ANTLR allows us to add actions to the grammar file to store or retrieve information, generate output, and make semantic checks. These actions can be added within the grammar rules or at the top-level. All actions are enclosed in a double-</double-> pair, and may enclose any legal C code (or code from whatever the base language ANTLR is generating).
A special top-level action, called the header is included in all the C
sources files generated by ANTLR. It is useful for inserting file inclusions,
external declarations of variables and function prototypes, and type, struct,
and macro definitions in multiple files. All other top-level functions are
placed in the parser source file only, so variable declarations (i.e. space
allocations), and other non-shared code (such as the definition of
main()
may be placed in non-header top-level actions.
#header
followed by an action to be inserted into every source file generated by ANTLR.

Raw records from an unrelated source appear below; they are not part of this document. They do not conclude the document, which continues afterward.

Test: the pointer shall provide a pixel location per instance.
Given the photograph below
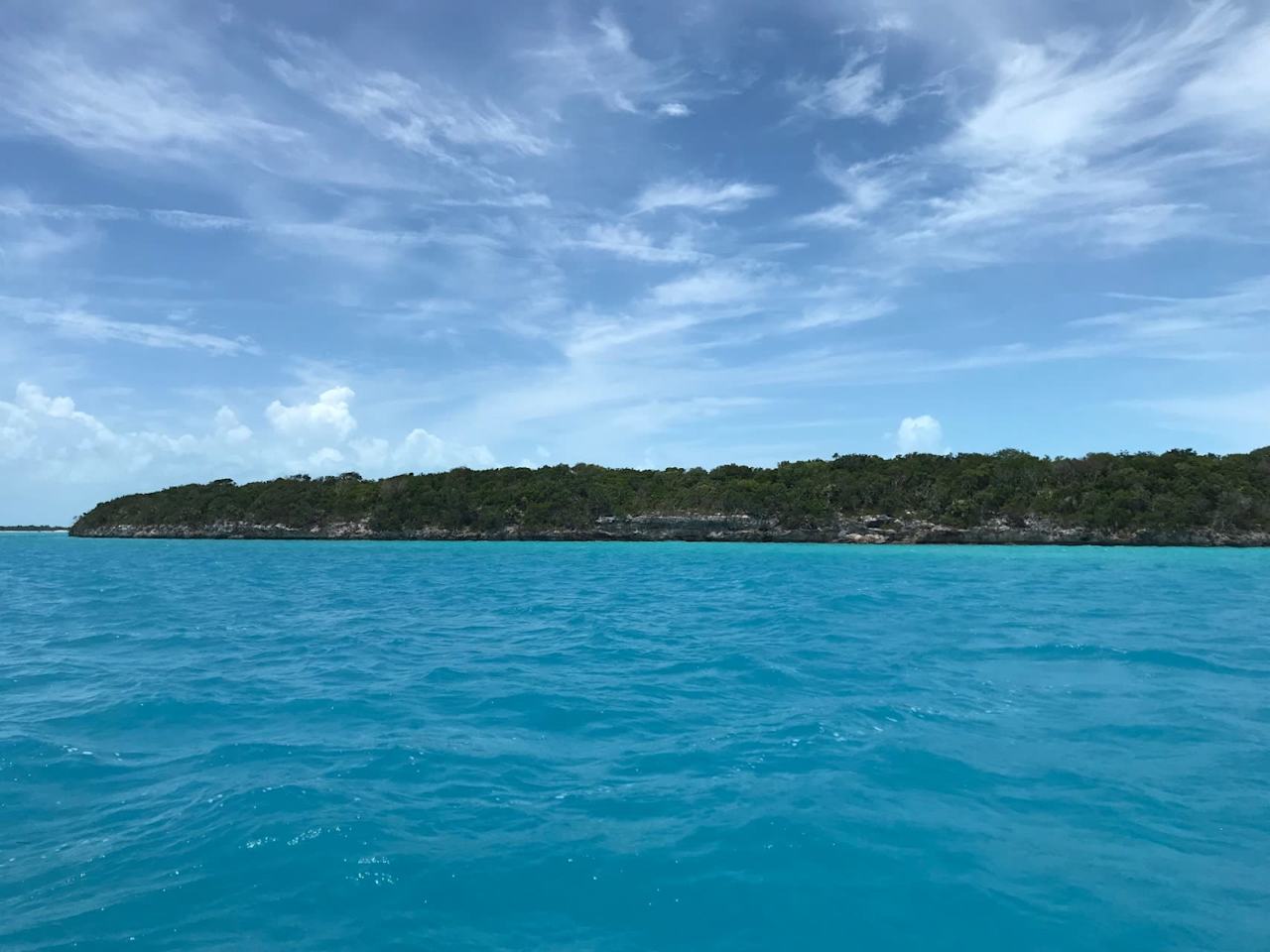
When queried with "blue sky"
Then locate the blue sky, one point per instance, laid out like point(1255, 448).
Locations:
point(255, 239)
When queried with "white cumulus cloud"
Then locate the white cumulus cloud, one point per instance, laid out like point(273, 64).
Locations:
point(329, 414)
point(920, 434)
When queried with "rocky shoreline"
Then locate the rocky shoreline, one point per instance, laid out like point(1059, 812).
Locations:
point(699, 527)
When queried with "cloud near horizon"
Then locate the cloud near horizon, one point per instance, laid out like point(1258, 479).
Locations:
point(257, 244)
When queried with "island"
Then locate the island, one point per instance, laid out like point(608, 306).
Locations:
point(1179, 498)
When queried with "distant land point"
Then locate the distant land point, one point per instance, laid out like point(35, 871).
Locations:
point(1179, 498)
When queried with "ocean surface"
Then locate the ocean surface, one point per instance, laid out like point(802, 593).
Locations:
point(359, 746)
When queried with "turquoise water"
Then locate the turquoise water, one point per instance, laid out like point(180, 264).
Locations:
point(257, 746)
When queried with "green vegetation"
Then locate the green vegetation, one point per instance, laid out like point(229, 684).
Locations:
point(1178, 490)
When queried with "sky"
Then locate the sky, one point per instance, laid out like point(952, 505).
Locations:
point(254, 239)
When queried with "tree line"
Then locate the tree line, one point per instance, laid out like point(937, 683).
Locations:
point(1107, 492)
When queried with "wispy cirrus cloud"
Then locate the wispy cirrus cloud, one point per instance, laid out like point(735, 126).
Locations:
point(702, 195)
point(72, 321)
point(1093, 137)
point(857, 91)
point(631, 243)
point(426, 117)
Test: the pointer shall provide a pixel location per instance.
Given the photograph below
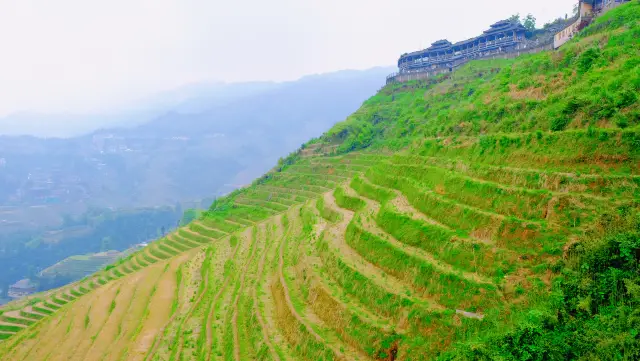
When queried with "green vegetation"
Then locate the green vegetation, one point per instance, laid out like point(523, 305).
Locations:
point(488, 214)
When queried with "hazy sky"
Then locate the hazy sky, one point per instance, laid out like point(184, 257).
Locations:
point(84, 55)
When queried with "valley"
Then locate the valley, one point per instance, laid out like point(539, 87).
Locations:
point(490, 213)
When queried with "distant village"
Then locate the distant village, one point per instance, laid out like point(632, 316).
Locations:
point(504, 39)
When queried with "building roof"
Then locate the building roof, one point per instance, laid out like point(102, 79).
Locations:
point(25, 283)
point(444, 45)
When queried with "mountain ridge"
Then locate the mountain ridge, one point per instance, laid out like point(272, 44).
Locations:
point(461, 217)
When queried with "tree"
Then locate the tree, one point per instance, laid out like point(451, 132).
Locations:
point(105, 245)
point(529, 23)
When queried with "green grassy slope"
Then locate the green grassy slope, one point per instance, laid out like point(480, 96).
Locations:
point(489, 214)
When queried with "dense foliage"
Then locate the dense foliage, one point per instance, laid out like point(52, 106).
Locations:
point(593, 313)
point(24, 256)
point(591, 82)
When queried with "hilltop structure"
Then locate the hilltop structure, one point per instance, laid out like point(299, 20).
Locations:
point(501, 39)
point(504, 39)
point(587, 10)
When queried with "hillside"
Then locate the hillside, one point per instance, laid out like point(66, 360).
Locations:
point(128, 184)
point(488, 214)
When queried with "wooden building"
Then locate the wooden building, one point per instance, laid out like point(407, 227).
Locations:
point(443, 56)
point(587, 10)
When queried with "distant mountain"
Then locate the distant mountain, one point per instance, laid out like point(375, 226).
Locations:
point(61, 197)
point(193, 98)
point(238, 136)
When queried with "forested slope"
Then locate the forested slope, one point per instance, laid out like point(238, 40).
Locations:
point(489, 214)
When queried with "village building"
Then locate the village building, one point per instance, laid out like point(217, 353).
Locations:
point(501, 38)
point(587, 10)
point(21, 289)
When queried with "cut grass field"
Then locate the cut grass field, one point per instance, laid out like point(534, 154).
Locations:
point(363, 255)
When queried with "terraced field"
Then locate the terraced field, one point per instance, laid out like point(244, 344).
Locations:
point(358, 257)
point(367, 255)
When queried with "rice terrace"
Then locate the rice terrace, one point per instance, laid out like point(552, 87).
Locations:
point(486, 213)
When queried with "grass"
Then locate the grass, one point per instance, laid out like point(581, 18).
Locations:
point(466, 207)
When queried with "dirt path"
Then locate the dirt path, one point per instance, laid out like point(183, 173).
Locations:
point(369, 224)
point(292, 309)
point(187, 229)
point(234, 319)
point(160, 311)
point(205, 290)
point(354, 260)
point(212, 308)
point(256, 306)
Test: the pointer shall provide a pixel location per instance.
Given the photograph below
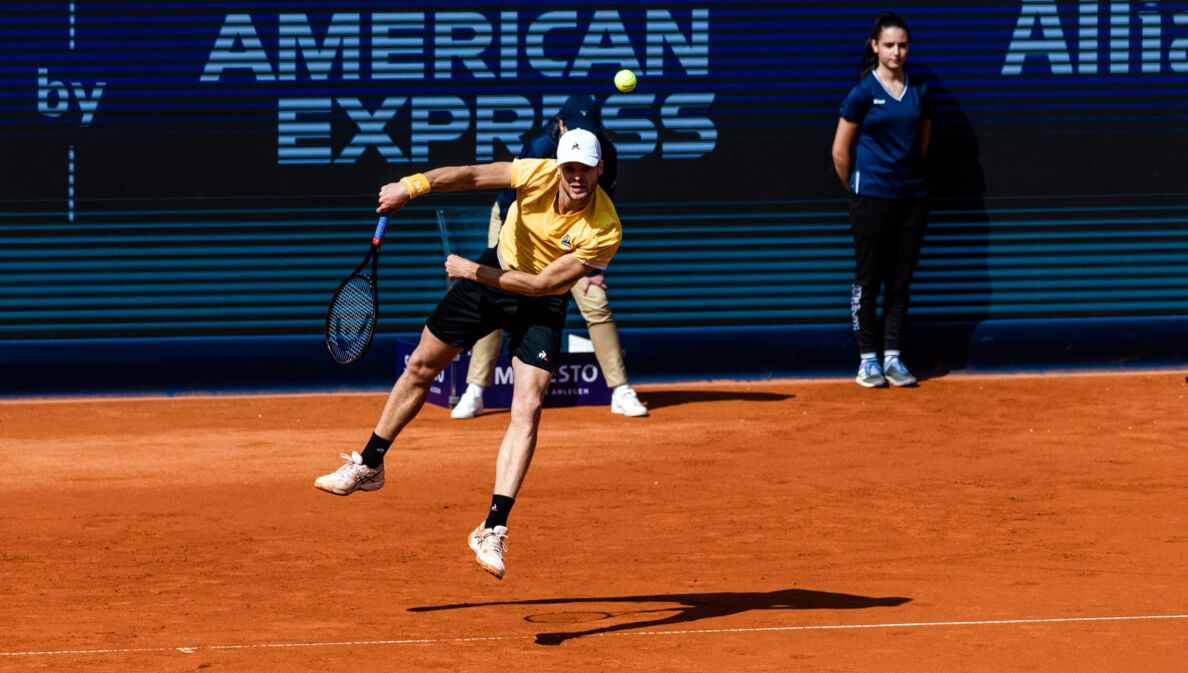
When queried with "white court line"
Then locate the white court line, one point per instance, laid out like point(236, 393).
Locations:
point(191, 649)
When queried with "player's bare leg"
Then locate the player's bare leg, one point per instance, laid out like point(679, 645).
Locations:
point(488, 541)
point(408, 396)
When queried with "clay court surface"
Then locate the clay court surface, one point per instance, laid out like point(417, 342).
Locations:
point(973, 523)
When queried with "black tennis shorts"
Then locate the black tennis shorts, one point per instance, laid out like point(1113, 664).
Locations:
point(471, 310)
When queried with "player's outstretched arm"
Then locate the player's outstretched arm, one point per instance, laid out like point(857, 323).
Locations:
point(396, 195)
point(556, 278)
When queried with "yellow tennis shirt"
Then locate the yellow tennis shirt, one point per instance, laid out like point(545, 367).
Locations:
point(535, 236)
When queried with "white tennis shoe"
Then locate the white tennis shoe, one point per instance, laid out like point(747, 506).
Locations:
point(352, 477)
point(488, 546)
point(469, 404)
point(624, 401)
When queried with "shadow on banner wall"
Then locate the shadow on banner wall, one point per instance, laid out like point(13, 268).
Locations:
point(291, 364)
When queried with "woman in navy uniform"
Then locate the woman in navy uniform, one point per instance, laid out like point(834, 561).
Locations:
point(878, 152)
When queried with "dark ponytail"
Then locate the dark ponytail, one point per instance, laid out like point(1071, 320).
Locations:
point(885, 20)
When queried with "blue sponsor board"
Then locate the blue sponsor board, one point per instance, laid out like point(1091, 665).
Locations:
point(577, 381)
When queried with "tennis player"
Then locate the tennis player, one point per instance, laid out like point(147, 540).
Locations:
point(561, 226)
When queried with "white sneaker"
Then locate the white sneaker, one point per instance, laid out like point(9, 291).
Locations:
point(352, 477)
point(488, 546)
point(469, 404)
point(624, 401)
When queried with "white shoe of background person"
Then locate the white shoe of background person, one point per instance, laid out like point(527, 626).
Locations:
point(352, 477)
point(488, 546)
point(469, 404)
point(624, 401)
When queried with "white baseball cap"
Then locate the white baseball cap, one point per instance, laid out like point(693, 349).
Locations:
point(579, 145)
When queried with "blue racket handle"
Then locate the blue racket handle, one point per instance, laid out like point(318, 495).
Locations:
point(379, 230)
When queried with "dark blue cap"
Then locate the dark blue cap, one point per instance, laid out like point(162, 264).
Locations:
point(580, 112)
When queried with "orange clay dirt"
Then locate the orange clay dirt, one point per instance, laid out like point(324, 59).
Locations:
point(973, 523)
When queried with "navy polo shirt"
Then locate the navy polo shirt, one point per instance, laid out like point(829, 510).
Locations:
point(888, 159)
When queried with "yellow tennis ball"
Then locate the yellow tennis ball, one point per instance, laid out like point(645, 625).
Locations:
point(625, 80)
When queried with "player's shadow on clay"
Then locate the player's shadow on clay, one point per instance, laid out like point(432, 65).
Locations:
point(662, 398)
point(689, 608)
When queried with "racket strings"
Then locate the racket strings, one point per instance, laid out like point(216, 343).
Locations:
point(352, 319)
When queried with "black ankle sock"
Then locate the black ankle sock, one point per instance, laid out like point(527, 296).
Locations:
point(500, 507)
point(373, 455)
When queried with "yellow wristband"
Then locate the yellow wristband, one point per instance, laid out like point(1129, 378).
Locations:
point(417, 184)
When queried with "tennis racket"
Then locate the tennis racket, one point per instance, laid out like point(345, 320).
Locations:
point(351, 320)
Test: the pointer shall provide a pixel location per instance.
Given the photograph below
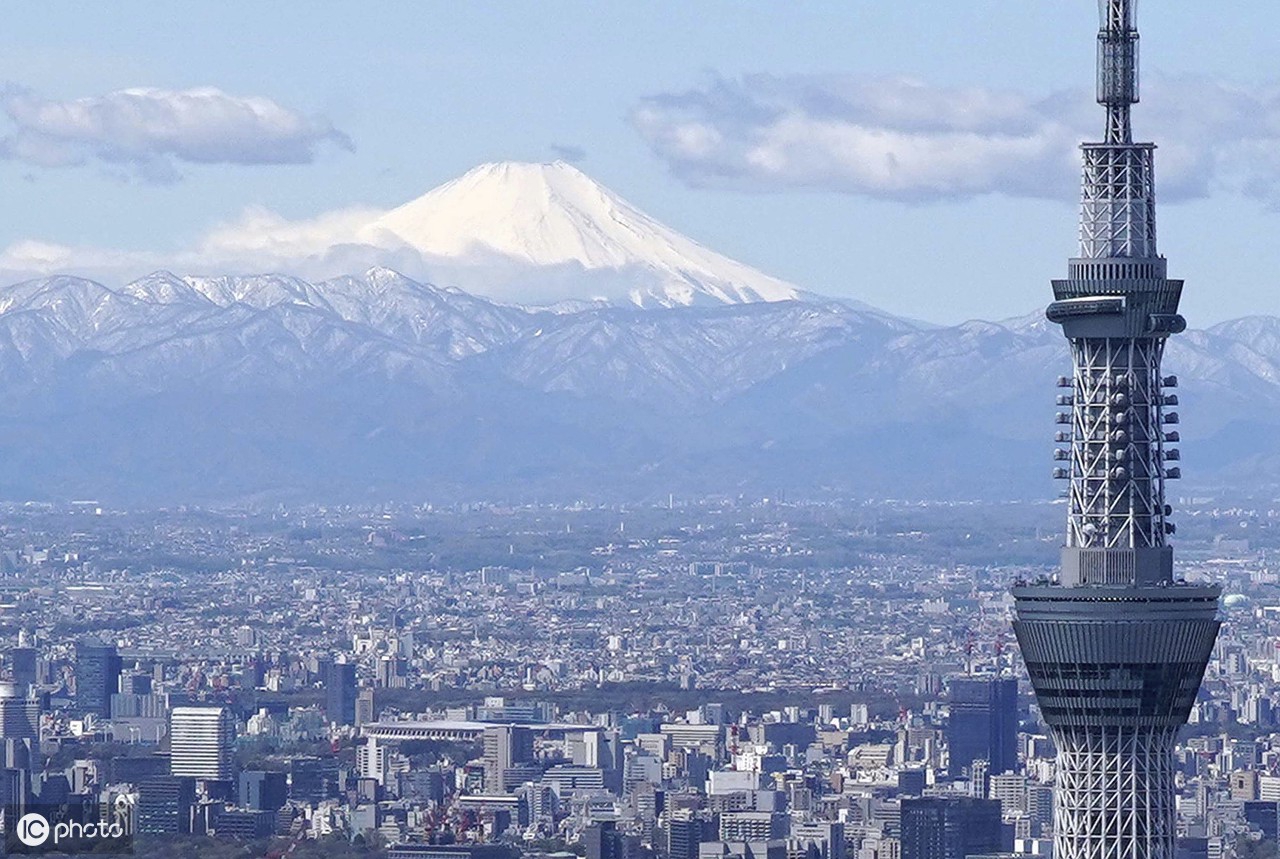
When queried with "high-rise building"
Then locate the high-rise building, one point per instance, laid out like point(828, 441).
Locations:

Let's look at a typical header:
#header
<<
#include "charptr.h"
#include <stdio.h>
#include <stdlib.h>
#include <ctype.h>
#define DEBUG 1
#define SINGLE 1
#define PLURAL 2
#define NONARRAY 3
#define CALL 4
#define sym struct _sym
sym {
char *text;
int type;
int class;
int base;
int size;
};
extern symtab[];
#define ZZCOL
>>
This section of code starts by including the file "charptr.h". This
file includes definitions for pre-defined code which allows character pointers
to be used for handling lexeme texts. The next three lines include some of the
standard header files for dealing with output, type definitions, etc. that may
be used in later actions. After these, there is a definition for DEBUG which I
use to turn on some debugging output in the rest of the actions. Then, there are
some definitions which are used in the symbol table, the definition of the
structure of the symbol table elements, and an extern definition of the symbol
table itself. Notice that we don't actually allocate (i.e. create) the symbol
table here, because we want to ensure that it is not allocated as a separate
entity in each source file. Finally, ZZCOL
is defined. This tells
DLG to track line and column information as it scans the input character stream.
main()
which calls the ANTLR
macro may be included in a top-level action
to define a complete program.
Some PCCTS startup code may have to be included in a top-level action to initialize the token text storage system.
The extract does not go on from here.